First: As to the petitioner's period of temporary total incapacity, the arbitrator found it was 44 3/7 weeks; the commission on review found it to be 51 weeks; and the circuit court on certiorari made no finding whatever on that issue.
It is evident that the period from the date of injury, February 1, 1951, and the date petitioner returned to work, December 10, 1951, is 44 3/7 weeks. The calendar seems to settle that issue definitely.
Second: At the hearing on review before the commission respondent's exhibits 1, 2 and 3 were admitted in evidence by stipulation upon conditions not material to this discussion. Together, they purported to show the hours worked by petitioner from April 6, 1952, to the week ending on October 12, 1952, and the wages earned by him from the week ending on May 4, 1952, to the week ending on October 12, 1952. Criticism of petitioner to the form of these exhibits seems to have been corrected by an itemization of these exhibits attached to respondent's reply brief, as an appendix.
It will be noted that the period of time involved in these exhibits is that between the hearing before the arbitrator and the hearing before the commission on review, something over five months. The time involved from the date petitioner returned to work and the date of the arbitrator's hearing was 17 4/7 weeks, to which period, of necessity, the arbitrator was limited.
There is no doubt that the commission considered the evidence shown by said exhibits, nor is there any doubt that the circuit court on certiorari absolutely refused to consider and give effect to this evidence; and in so refusing the circuit court committed reversible error. The rule is that in such a case the proof must be of actual earnings of the employee for a substantial period before the accident and for a substantial period after the accident to form a basis for the determination of the arbitrator and the commission on review as to the difference in earning capacity. Chicago Park Dist. v. Industrial Com. 372 Ill. 428, 432.
In the instant case we can see nothing unjust in requiring that consideration and effect be given to all competent evidence offered and received, bearing upon the question of reduced earning capacity or of lack of it for any period after return to work up to the date of hearing by the commission no matter who may be favored or not by such evidence.

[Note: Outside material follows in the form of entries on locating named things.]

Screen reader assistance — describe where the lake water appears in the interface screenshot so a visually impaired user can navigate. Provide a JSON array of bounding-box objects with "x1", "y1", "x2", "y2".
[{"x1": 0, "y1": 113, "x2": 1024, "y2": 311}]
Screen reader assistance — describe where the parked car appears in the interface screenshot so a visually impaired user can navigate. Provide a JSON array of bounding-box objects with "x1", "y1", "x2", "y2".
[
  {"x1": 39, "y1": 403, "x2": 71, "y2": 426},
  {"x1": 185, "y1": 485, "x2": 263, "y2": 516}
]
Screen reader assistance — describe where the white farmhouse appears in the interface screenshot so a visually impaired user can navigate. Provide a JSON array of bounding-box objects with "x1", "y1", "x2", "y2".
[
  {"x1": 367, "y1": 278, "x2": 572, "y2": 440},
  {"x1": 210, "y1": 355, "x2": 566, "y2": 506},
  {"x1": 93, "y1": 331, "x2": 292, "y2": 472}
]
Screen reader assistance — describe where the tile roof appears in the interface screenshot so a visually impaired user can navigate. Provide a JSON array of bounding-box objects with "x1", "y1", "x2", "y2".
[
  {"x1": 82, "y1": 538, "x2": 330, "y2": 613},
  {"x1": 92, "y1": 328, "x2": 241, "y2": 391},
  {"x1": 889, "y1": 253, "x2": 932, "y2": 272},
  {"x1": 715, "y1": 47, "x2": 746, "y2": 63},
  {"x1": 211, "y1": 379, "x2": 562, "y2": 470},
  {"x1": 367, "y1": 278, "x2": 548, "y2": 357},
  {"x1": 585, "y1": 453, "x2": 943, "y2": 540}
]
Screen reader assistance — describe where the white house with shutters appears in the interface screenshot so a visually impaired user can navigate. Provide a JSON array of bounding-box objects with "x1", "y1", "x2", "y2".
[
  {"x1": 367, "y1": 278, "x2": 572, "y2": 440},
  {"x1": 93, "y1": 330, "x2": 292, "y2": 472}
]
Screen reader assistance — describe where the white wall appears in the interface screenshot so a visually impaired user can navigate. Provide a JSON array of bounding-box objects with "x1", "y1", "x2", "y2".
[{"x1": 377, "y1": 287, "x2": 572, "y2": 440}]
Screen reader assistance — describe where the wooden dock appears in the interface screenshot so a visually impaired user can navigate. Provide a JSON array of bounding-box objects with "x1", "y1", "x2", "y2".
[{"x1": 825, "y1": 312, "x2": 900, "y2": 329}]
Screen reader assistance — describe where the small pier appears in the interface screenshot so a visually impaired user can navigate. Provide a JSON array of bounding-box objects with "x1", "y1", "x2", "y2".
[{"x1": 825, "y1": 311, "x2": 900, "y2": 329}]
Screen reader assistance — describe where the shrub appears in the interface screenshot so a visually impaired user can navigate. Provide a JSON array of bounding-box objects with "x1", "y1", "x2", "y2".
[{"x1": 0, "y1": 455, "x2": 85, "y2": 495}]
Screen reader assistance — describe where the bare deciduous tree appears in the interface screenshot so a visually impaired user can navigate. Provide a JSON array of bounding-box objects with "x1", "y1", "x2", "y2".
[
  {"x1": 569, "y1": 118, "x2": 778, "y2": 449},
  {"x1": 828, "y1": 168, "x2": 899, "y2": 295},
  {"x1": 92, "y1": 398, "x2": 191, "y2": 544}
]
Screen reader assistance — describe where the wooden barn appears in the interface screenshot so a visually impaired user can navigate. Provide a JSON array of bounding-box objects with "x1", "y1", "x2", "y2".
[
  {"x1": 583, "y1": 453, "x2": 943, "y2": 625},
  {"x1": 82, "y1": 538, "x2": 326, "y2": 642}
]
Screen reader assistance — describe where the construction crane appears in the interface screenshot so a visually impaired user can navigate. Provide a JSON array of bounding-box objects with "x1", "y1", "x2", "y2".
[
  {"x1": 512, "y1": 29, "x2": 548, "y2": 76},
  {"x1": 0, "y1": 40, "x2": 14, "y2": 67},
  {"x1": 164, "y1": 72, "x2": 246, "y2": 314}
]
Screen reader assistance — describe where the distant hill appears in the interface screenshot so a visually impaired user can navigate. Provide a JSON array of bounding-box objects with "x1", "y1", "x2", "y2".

Third: As heretofore stated, the commission in its award included an allowance of $17.19 per week for 20 weeks for "partial" incapacity, in addition to its award of $4.75 per week for 346 3/7 weeks for "permanent" partial incapacity. We can find no authority in section 8(d) or elsewhere which warrants "splitting" an award thereunder in that manner, and in doing so the commission erred. If, however, under the facts, the sum total reached in that manner represented a loss or reduction in earning capacity effect should be given to that result within the finding of permanent partial incapacity.
For the foregoing reasons, the order and judgment of the circuit court will be reversed and the cause remanded to that court, with directions to remand the same to the Industrial Commission to take such additional evidence as the parties hereto may desire to offer and to enter a decision and award in accordance with the views herein expressed.
Reversed and remanded, with directions.